The Caramelized Shallot Pasta. The most-read recipe on NYT Cooking in 2020. Roman later admitted it almost had the significantly less viral name "Anchovy Tomato Pasta." She understood, perhaps better than anyone in the space, that the name is part of the recipe. That the frame is part of the story. That home cooking is as much about desire as it is about technique.
"This is not about living an aspirational life; it's about living an attainable one."- Alison Roman
2020 was also the year she left the New York Times. In May of that year, in an interview with The New Consumer, she criticized Chrissy Teigen and Marie Kondo for building product lines from their personal brands - calling it selling out. Critics quickly pointed out that both women are women of color, and that Roman had not made the same critique of white lifestyle brands. Chrissy Teigen responded publicly that the comments had hurt her. Roman apologized without equivocating, called her remarks tone-deaf and careless, and did not attempt to turn the episode into a redemption narrative. Her NYT column was briefly paused. She departed the Times by December 2020.
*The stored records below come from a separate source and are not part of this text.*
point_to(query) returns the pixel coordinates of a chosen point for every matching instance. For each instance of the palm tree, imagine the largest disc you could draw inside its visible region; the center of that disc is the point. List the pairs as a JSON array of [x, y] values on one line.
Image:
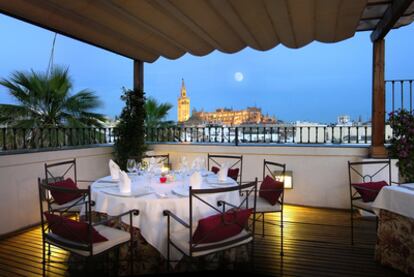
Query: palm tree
[[46, 101], [156, 113]]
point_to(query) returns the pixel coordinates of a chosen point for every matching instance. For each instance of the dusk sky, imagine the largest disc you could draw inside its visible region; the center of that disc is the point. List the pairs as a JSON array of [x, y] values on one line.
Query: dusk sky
[[317, 82]]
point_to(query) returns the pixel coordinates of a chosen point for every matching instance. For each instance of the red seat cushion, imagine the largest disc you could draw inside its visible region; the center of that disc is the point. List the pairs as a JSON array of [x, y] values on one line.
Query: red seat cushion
[[232, 172], [71, 229], [369, 190], [221, 226], [63, 197], [271, 190], [215, 169]]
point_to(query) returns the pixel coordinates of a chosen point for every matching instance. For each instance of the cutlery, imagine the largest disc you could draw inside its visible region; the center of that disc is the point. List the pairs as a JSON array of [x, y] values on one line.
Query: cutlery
[[107, 181]]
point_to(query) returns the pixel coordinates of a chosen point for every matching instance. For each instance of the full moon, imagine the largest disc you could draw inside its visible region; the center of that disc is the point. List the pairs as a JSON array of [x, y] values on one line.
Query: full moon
[[238, 76]]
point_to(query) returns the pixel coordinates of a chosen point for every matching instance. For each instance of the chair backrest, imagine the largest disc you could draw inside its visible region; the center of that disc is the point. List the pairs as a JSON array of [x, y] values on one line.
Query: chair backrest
[[199, 198], [46, 228], [235, 162], [60, 171], [278, 172], [162, 158], [368, 171]]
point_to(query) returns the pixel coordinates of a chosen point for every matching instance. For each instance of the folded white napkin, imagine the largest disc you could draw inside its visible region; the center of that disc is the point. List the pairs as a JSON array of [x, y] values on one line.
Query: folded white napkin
[[196, 180], [222, 174], [114, 169], [196, 164], [124, 182], [184, 164]]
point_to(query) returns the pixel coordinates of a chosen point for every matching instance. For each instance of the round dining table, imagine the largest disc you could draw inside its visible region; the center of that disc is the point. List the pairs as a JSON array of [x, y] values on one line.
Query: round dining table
[[151, 198]]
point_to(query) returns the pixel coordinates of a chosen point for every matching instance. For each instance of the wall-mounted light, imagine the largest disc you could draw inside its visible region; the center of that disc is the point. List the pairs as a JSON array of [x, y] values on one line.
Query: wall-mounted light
[[288, 178]]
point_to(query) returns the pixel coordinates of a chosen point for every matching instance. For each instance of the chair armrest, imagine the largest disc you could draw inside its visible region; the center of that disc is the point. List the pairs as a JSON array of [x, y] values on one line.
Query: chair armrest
[[224, 203], [85, 181], [179, 220], [366, 189], [132, 212]]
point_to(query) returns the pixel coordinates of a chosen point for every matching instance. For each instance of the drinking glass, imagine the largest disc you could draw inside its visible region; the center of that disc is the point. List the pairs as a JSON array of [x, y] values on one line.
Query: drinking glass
[[139, 168], [131, 163]]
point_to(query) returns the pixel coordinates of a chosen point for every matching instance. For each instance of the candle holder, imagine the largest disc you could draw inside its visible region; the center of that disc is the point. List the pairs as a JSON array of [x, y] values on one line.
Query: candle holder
[[163, 178]]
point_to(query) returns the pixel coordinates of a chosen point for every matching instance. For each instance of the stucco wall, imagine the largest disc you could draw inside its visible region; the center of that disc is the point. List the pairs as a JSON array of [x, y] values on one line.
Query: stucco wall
[[19, 201]]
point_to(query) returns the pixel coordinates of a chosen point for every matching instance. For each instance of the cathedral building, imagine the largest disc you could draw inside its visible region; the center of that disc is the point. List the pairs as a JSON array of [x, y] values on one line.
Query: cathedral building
[[230, 117], [183, 104], [222, 116]]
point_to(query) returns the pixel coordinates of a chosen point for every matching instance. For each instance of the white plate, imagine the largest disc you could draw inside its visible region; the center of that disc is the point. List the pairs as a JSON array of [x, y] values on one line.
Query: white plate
[[216, 181], [181, 191], [141, 191]]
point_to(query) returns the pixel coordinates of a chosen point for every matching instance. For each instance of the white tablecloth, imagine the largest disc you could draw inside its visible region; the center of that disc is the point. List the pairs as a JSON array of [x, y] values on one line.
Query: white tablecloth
[[151, 222], [396, 199]]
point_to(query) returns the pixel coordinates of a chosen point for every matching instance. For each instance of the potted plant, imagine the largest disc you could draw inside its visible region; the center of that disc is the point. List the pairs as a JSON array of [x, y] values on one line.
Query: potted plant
[[402, 143], [130, 130]]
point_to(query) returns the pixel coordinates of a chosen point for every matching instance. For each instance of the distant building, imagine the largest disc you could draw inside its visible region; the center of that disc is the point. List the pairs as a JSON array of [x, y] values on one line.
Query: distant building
[[344, 120], [183, 105], [230, 117]]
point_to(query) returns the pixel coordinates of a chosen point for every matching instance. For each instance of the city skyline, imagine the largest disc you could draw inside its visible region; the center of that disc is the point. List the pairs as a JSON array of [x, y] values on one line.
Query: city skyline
[[315, 83]]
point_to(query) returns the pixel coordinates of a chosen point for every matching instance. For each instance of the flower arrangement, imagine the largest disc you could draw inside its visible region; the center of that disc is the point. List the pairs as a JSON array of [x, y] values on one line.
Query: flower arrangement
[[402, 143]]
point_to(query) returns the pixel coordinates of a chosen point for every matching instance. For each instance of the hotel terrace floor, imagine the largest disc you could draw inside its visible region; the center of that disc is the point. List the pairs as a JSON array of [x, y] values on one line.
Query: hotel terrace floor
[[317, 243]]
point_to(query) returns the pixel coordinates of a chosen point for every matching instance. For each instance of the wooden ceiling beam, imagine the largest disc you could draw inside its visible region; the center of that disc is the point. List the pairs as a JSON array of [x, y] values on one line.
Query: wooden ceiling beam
[[391, 16]]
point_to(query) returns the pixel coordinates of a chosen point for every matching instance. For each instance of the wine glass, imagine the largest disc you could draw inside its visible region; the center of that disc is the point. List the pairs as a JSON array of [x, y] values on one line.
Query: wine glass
[[138, 168], [131, 164]]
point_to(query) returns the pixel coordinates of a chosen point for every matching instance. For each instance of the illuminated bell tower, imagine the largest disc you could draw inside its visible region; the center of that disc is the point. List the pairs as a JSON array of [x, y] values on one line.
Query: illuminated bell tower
[[183, 104]]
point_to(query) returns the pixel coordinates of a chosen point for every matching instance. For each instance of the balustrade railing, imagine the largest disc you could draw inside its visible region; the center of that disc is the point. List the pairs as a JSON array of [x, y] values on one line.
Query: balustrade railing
[[264, 135], [58, 138], [53, 138], [399, 95]]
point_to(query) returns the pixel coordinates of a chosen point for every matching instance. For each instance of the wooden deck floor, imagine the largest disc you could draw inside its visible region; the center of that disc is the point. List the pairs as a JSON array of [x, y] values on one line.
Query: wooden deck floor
[[316, 243]]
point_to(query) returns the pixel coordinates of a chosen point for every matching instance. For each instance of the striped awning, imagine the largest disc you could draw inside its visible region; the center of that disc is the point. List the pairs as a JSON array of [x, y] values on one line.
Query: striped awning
[[147, 29]]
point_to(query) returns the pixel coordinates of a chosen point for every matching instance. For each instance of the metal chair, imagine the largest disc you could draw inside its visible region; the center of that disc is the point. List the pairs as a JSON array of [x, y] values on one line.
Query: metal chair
[[361, 172], [87, 249], [219, 159], [263, 206], [60, 171], [184, 241], [162, 158]]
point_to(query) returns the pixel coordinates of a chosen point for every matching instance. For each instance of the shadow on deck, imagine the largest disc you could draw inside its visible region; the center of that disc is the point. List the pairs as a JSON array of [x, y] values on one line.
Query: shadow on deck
[[316, 243]]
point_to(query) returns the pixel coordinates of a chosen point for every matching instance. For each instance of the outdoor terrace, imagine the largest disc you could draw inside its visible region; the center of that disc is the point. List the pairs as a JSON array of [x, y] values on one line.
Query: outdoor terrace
[[316, 243]]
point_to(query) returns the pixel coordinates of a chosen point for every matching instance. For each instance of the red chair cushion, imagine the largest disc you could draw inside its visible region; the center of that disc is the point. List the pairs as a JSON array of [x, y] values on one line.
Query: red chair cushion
[[215, 169], [221, 226], [64, 197], [270, 189], [71, 229], [232, 172], [369, 190]]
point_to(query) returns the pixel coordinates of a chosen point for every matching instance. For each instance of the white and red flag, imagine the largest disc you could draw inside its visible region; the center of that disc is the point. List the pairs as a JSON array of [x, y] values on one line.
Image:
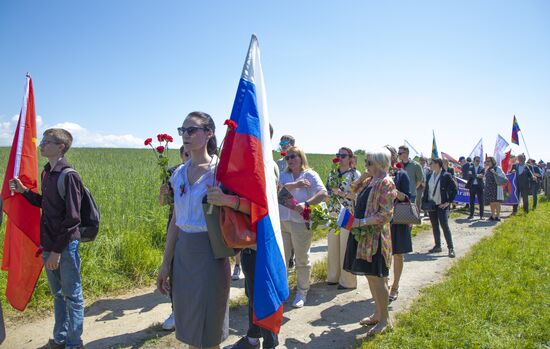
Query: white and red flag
[[22, 237]]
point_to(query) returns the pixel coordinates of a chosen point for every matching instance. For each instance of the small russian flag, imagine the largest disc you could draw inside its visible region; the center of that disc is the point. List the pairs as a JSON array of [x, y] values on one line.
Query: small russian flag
[[345, 219]]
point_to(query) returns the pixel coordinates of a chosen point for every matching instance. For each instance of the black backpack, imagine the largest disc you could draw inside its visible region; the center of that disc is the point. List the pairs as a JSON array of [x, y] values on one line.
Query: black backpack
[[89, 211]]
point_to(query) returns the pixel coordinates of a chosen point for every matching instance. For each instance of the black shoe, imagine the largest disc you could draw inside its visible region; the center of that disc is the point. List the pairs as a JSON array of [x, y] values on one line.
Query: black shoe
[[243, 343], [53, 345], [435, 249]]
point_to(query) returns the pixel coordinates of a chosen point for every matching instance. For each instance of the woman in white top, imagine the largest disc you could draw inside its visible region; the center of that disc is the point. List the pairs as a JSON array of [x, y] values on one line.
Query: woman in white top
[[308, 189], [200, 283], [342, 178]]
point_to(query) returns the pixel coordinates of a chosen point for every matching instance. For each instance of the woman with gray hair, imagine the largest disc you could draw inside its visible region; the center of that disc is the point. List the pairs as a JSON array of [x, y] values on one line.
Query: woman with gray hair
[[369, 253]]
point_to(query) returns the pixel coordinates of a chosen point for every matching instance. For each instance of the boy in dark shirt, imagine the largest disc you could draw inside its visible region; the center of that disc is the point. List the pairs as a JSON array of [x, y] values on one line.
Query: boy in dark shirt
[[59, 238]]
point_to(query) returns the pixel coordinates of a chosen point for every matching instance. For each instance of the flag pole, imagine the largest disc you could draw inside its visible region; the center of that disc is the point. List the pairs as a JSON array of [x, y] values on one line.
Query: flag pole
[[525, 144]]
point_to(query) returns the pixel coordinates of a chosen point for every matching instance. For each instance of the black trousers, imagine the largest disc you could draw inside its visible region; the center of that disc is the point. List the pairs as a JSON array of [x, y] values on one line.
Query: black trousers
[[476, 190], [248, 262], [441, 217], [535, 193], [524, 194]]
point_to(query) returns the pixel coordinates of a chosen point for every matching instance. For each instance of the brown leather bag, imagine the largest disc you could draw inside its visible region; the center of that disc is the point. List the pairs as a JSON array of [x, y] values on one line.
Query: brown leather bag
[[235, 228]]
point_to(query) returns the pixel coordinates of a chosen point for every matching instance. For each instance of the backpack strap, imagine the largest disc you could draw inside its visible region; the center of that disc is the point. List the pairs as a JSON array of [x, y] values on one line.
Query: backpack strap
[[61, 181]]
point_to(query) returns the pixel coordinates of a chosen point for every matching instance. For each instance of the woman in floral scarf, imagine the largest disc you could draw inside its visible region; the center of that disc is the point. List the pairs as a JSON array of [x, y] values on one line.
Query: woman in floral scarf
[[369, 253], [339, 188]]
Rather than retreating, she built something new entirely. Her independent newsletter - simply called "A Newsletter" - launched in 2021 and grew to hundreds of thousands of subscribers. She started a YouTube series, "Home Movies with Alison Roman," that captured the texture of her actual cooking life rather than the polished production value of a cable show. A deal with CNN+ for an original cooking program collapsed when CNN+ itself collapsed. The show eventually found a home on Tastemade.
In 2023, she published "Sweet Enough," a dessert cookbook that became an IACP Award finalist and appeared on best-of-year lists from the San Francisco Chronicle, the New York Post, and Vice. That same year, she opened First Bloom - a curated corner store in Bloomville, New York, in the Catskills, in a building from the 1860s. She sells seasonal produce, freshly baked bread, local ciders, tinned fish, ceramics, and pantry goods. She and her husband, film producer Max Cantor, live in an apartment directly above the store.
Her fourth solo cookbook, "Something from Nothing," arrived in November 2025 and was shot entirely on film by photographer Chris Bernabeo - a deliberate departure from the crisp, high-key photography typical of the genre. It landed on best-of-year lists from NPR, The Economist, Lit Hub, and Bon Appétit. That month she also appeared on The Late Show with Stephen Colbert.
And then there is the tomato sauce. In September 2025, she launched "A Very Good Tomato Sauce" in three flavors: Classic Garlicky Tomato, Spicy Tomato with Fennel, and Caramelized Shallot and Anchovy. In February 2026, she appeared on Bloomberg's Odd Lots podcast - a macroeconomics show - to explain her plans to compete in the tomato sauce market. It is exactly the kind of move that makes Alison Roman Alison Roman: deeply practical, faintly absurd, and almost certainly going to work.
She welcomed a son, Charlie Davis Roman Cantor, in January 2025. She has since launched "A Little Newsletter" for occasional content on that particular chapter. She did not rebrand. She did not soft-launch a lifestyle. She just told the truth about it, in her voice, and kept cooking.
The thread running through everything - the restaurant kitchens, the viral recipes, the newsletter, the store, the sauce jars - is a consistent philosophy: food should make your life feel more manageable, not more aspirational. She has stayed independent, stayed direct, and stayed herself across every platform and format she has touched. In an industry that rewards reinvention and personal mythology, Alison Roman has found a more durable competitive advantage: being genuinely, recognizably, stubbornly herself.